CARICOM to begin sending supplies to Haiti this week
LES CAYES, Haiti (CMC) — The Caribbean Community (CARICOM) will this week begin sending disaster relief to Haiti, which was severely impacted by Hurricane Matthew earlier this month.
The supplies come as the Barbados-based Caribbean Disaster Emergency Management Agency (CDEMA), moves into its second week of on-the-ground response in Haiti.
CARICOM will focus its efforts on Les Cayes and Jeremie, two communities in the south of Haiti that were most severely affected by the category four hurricane, which also devastated parts of the Bahamas, another member of the community.
CDEMA’s operations specialist, Retired Brigadier General, Earl Arthurs, who is leading the CDEMA team here, told the Caribbean Media Corporation (CMC) that CARICOM is hoping that its supplies will begin arriving in Haiti on Wednesday.
“I think it would be more food and water and things for the children.
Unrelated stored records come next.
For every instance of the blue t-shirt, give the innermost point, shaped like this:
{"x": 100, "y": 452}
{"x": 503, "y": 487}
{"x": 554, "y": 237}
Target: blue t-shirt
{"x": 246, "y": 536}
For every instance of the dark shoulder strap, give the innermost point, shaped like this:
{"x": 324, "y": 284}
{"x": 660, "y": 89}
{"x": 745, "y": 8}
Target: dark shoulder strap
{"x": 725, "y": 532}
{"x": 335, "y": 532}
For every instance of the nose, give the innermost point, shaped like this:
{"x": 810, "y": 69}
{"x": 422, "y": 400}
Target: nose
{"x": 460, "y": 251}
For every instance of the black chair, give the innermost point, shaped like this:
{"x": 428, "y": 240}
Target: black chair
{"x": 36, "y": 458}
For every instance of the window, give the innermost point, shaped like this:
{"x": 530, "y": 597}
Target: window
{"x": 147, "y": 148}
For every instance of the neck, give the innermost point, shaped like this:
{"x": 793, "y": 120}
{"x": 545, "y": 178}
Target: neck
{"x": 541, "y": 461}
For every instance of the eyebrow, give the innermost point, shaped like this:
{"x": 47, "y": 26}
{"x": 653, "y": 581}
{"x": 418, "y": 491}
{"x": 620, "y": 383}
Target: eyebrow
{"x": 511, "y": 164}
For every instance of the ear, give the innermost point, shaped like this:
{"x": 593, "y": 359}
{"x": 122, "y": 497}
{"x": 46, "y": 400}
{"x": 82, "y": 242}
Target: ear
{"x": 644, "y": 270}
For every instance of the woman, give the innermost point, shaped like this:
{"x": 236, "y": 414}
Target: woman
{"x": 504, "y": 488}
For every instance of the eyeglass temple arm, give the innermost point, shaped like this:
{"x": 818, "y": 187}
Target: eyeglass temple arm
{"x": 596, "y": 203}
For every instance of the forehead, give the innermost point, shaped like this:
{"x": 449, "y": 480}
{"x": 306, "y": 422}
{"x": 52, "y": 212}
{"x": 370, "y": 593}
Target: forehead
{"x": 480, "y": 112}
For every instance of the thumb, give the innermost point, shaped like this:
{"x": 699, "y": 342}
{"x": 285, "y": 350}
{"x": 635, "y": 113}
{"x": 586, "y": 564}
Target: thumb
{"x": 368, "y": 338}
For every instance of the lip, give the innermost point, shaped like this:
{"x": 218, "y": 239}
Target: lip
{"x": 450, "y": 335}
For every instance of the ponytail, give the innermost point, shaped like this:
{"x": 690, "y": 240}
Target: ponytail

And then, after that, the next consignment will be some building supplies and so. But we have people from the regional co-ordination centre in Barbados who are actually doing all the planning and stuff like that,” Arthurs told CMC after meeting with his team.
“My job on the ground is to give support to the emergency operations centre in these two devastated township,” he said.
The CARICOM Operation Support Team (COST) arrived in Haiti on October 8 and has spent the last week visiting and assessing the affected areas and meeting with all the key operators in Jeremie and Les Cayes.
This week, the CDEMA team will be responsible for helping CARICOM to identify one of the communities that was badly affected within the Les Cayes area — where Hurricane Matthew has affected 110,000 persons, according to official figure.
Haitian officials have called a coordination meeting of all responders in the southern area for Monday.